Les Eglises « exclusives » conditionnent la participation de leurs fidèles à plusieurs préalables que ce soit des sacrements, à commencer par le baptême, à un credo, à une déclaration de foi pour les ministres du culte, à des prescriptions morales et autres, etc. Sur ces critères, on peut être « excommunié » en cas de défaillance, déclaré hérétique, mis à l’index, etc.

Par contraste, on a au contraire des Eglises « inclusives » qui, elles, ouvrent les portes et les fenêtres. Les « non-subscribing » en Irlande et en Ulster ont, historiquement, rejeté la profession de foi qui était exigée des pasteurs par l’Eglise anglicane ( lien). D’une façon générale, le protestantisme libéral resitue les credo comme expression de la foi communautaire à un moment donné dans un contexte donné, mais n’en fait plus un absolu.


Les congrégations unitariennes-universalistes, qui se sont constituées aux Etats-Unis au XXème siècle, à partir d’un christianisme d’ouverture, offrent un bon exemple d’inclusivité en pratiquant le multi-faith, l’acceptation de toutes les fois (que celles-ci soit religieuses, liées à une spiritualité ou encore de nature philosophique) (lien). L’Eglise unitarienne francophone (fondée en 2008) fonctionne aussi d’une façon inclusive ( lien), mais tout en maintenant les identités.
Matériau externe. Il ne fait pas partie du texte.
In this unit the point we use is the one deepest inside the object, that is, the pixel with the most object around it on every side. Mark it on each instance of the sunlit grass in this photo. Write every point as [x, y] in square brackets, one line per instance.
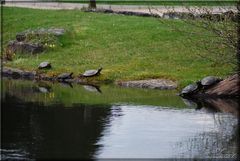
[127, 47]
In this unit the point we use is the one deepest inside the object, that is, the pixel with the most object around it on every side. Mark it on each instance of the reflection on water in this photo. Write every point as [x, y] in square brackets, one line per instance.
[51, 121]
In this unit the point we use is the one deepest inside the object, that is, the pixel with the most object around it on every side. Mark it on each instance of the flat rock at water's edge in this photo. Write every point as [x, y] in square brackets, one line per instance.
[228, 87]
[150, 83]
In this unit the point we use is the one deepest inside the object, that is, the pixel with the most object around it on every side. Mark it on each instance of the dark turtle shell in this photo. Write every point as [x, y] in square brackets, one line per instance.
[65, 76]
[210, 80]
[90, 73]
[189, 89]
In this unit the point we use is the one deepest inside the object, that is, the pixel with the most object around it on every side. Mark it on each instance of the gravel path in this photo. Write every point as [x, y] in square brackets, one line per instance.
[133, 8]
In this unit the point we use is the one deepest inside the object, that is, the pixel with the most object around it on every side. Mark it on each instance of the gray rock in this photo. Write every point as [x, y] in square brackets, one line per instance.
[151, 84]
[24, 47]
[20, 37]
[44, 65]
[28, 74]
[191, 88]
[210, 80]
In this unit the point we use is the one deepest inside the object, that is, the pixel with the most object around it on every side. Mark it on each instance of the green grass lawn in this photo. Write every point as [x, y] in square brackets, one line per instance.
[160, 2]
[127, 47]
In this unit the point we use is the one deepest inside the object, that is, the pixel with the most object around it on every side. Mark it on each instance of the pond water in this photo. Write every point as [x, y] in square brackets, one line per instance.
[43, 120]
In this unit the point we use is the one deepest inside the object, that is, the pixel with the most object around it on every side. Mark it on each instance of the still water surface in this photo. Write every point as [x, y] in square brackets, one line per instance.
[58, 121]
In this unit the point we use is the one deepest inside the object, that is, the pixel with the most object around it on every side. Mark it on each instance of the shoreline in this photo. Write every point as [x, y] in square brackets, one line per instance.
[144, 9]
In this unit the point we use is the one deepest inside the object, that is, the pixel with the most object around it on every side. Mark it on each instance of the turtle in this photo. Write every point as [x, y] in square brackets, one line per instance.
[64, 76]
[91, 73]
[44, 65]
[190, 89]
[209, 81]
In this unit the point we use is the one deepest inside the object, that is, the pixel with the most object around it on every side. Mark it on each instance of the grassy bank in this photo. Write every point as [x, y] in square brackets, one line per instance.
[127, 47]
[160, 2]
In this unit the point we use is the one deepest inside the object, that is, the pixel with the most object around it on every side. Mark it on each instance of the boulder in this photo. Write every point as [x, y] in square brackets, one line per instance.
[228, 87]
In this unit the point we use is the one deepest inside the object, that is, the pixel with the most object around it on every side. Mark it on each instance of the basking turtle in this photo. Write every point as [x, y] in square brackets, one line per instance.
[190, 89]
[91, 73]
[209, 81]
[64, 76]
[45, 65]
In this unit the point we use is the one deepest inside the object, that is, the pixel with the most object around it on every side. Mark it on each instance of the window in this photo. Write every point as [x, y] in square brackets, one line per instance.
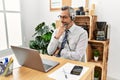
[10, 24]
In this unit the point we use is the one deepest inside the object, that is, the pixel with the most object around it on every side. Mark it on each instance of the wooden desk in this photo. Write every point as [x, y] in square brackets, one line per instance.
[24, 73]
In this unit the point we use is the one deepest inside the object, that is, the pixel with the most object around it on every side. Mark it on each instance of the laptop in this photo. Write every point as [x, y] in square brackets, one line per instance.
[31, 58]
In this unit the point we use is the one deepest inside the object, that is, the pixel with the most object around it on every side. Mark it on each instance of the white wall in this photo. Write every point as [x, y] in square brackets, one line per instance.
[36, 11]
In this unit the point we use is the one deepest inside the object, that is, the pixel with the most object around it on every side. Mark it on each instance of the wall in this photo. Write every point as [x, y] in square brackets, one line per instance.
[36, 11]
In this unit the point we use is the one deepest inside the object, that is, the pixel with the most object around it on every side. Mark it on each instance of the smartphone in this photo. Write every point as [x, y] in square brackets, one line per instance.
[76, 70]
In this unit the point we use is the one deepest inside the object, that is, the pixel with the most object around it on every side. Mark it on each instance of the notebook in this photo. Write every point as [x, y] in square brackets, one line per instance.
[31, 58]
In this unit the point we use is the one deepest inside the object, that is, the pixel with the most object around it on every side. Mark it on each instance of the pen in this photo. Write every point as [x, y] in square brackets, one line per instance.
[65, 74]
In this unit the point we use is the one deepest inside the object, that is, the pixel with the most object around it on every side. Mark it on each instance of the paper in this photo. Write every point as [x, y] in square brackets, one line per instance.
[65, 70]
[78, 3]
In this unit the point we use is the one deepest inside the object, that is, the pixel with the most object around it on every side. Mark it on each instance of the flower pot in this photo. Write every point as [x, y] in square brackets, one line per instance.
[96, 58]
[96, 78]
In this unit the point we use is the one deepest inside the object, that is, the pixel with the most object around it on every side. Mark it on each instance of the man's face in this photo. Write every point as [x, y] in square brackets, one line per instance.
[65, 17]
Entre ces deux modèles, nous avons des communautés identitaires de type démocratique, vivant selon leur propre conviction, mais sans rejeter ni critiquer les autres identités, cohabitant avec elles, voire – mieux -travaillant avec elles sur des chantiers communs. Par exemple, l’Assemblée fraternelle des chrétiens unitariens (AFCU) est à la fois identitaire - car elle regroupe des croyants en Dieu et fait référence à la personne et à l’enseignement de Jésus - tout en étant disposée à œuvrer avec les autres religions libérales.


Il y a aussi les Eglises latitudinaires qui sont ouvertes à plusieurs théologies

Larousse.jpgPour le Littré de 1880, ce mot est synonyme de laxisme !
LATITUDINAIRE (s. m.)
1. Terme de théologie. Celui qui se donne trop de liberté dans les principes de religion, ou qui en parle trop librement. Des principes latitudinaires.
2. Membre d'une petite secte [sic !] qui croyait que tous les hommes seront sauvés ; on disait aussi universaliste (XVIe et XVIIe siècles).
Comme synonymes : une morale permissive, relâchée. Le dictionnaire analogique aligne ce mot avec d’autres qui ne sont pas à son avantage ; c’est le moins qu’on puisse dire ! Jugez par vous mêmes : qui est sans morale, immoral, amoral, cynique, sans scrupules, misanthropique, laxiste, sans foi ni loi, indifférent, grave, (sic !)
C’est un vieux terme précisent les dictionnaires.
  

Kant (1724-1804) reprend ce laxisme supposé des latitudinaires et, contre sens total ou théologie bornée de sa part, en fait un synonyme du syncrétisme ! En effet, il appelle latitudinaire « celui qui, par indifférence au syncrétisme, applique à l’homme des déterminations opposées et conclut à un point de vue indifférentisme en matière historique » (Christian Godin, Dictionnaire de philosophie, éd. Fayard / éditions du Temps, 2004, p. 720).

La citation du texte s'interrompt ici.